Il y avait des agriculteurs qui n’étaient pas très bien ensemble, alors chacun demandait à Henri ce que l’autre avait dit, avait fait comme demande. C’était des guéguerres d’histoires anciennes qui remontaient. Des fois, ça le saoulait, et des fois, intérieurement, il avait envie de rire.
Il a fallu changer le matériel, acheter des engins plus costauds, donc ça n’a pas forcément enrichi l’agriculteur. Et puis, ça fait des frais communaux. Mais enfin bon, c’était l’époque du remembrement, il fallait des grandes parcelles, des grands fossés.
Après le remembrement, on se voyait bien moins. C’était à coup de tracteurs, à coups de machins. Moi je trouve que ça a coupé l’amitié. Les gens avaient grand, ils étaient préoccupés par leurs champs. Avant, on allait à pied dans les champs, on se croisait. Après, on ne se voyait plus. Autour de chez nous, il y avait cinq agriculteurs. Maintenant, il n’y en a plus un seul dans le village.

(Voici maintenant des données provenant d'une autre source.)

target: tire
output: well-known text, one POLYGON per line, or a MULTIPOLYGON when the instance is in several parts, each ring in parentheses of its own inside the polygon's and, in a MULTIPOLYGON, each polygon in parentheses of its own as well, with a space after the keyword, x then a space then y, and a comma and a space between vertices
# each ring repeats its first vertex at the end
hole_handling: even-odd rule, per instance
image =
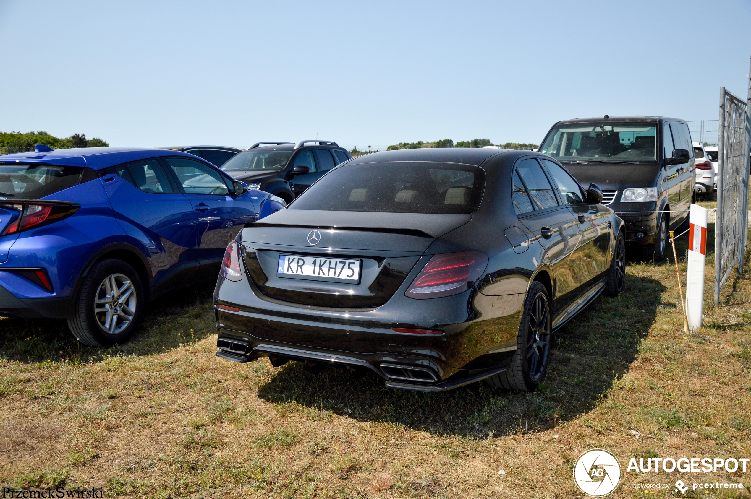
POLYGON ((508 369, 487 378, 487 384, 495 388, 532 392, 542 383, 547 373, 553 339, 550 304, 545 287, 536 281, 532 282, 524 300, 517 350, 508 369))
POLYGON ((657 226, 657 240, 651 245, 644 246, 644 259, 647 261, 661 262, 668 254, 668 218, 665 213, 660 215, 659 224, 657 226))
POLYGON ((103 260, 84 278, 68 326, 74 338, 91 347, 124 343, 138 329, 145 305, 138 272, 122 260, 103 260), (118 299, 115 294, 124 296, 118 299), (113 310, 116 313, 109 311, 113 310))
POLYGON ((617 296, 626 285, 626 243, 623 233, 619 232, 615 239, 613 260, 610 268, 605 271, 605 289, 602 291, 606 296, 617 296))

"le tracteur tournait jour et nuit"
On faisait partie de la Cuma, ça permettait d’avoir un gros tracteur et que tout le monde n’investisse pas. Quand il y avait les labours d’hiver, Henri faisait un jour et demi sans s’arrêter, pour être sûr que tout le monde puisse labourer, que personne ne soit pénalisé si le temps tournait mal. Le tracteur tournait jour et nuit. Il partait le matin et il fallait que le déjeuner soit prêt. Une fois, j’avais pas mis de sel dans la soupe le midi. Je m’en suis rendu compte après et quand je lui ai dit le soir, il m’a dit : « Oh bah j’en sais rien. Tu crois que j’avais le temps de voir si c’était salé ? » Ça m’a fait rire.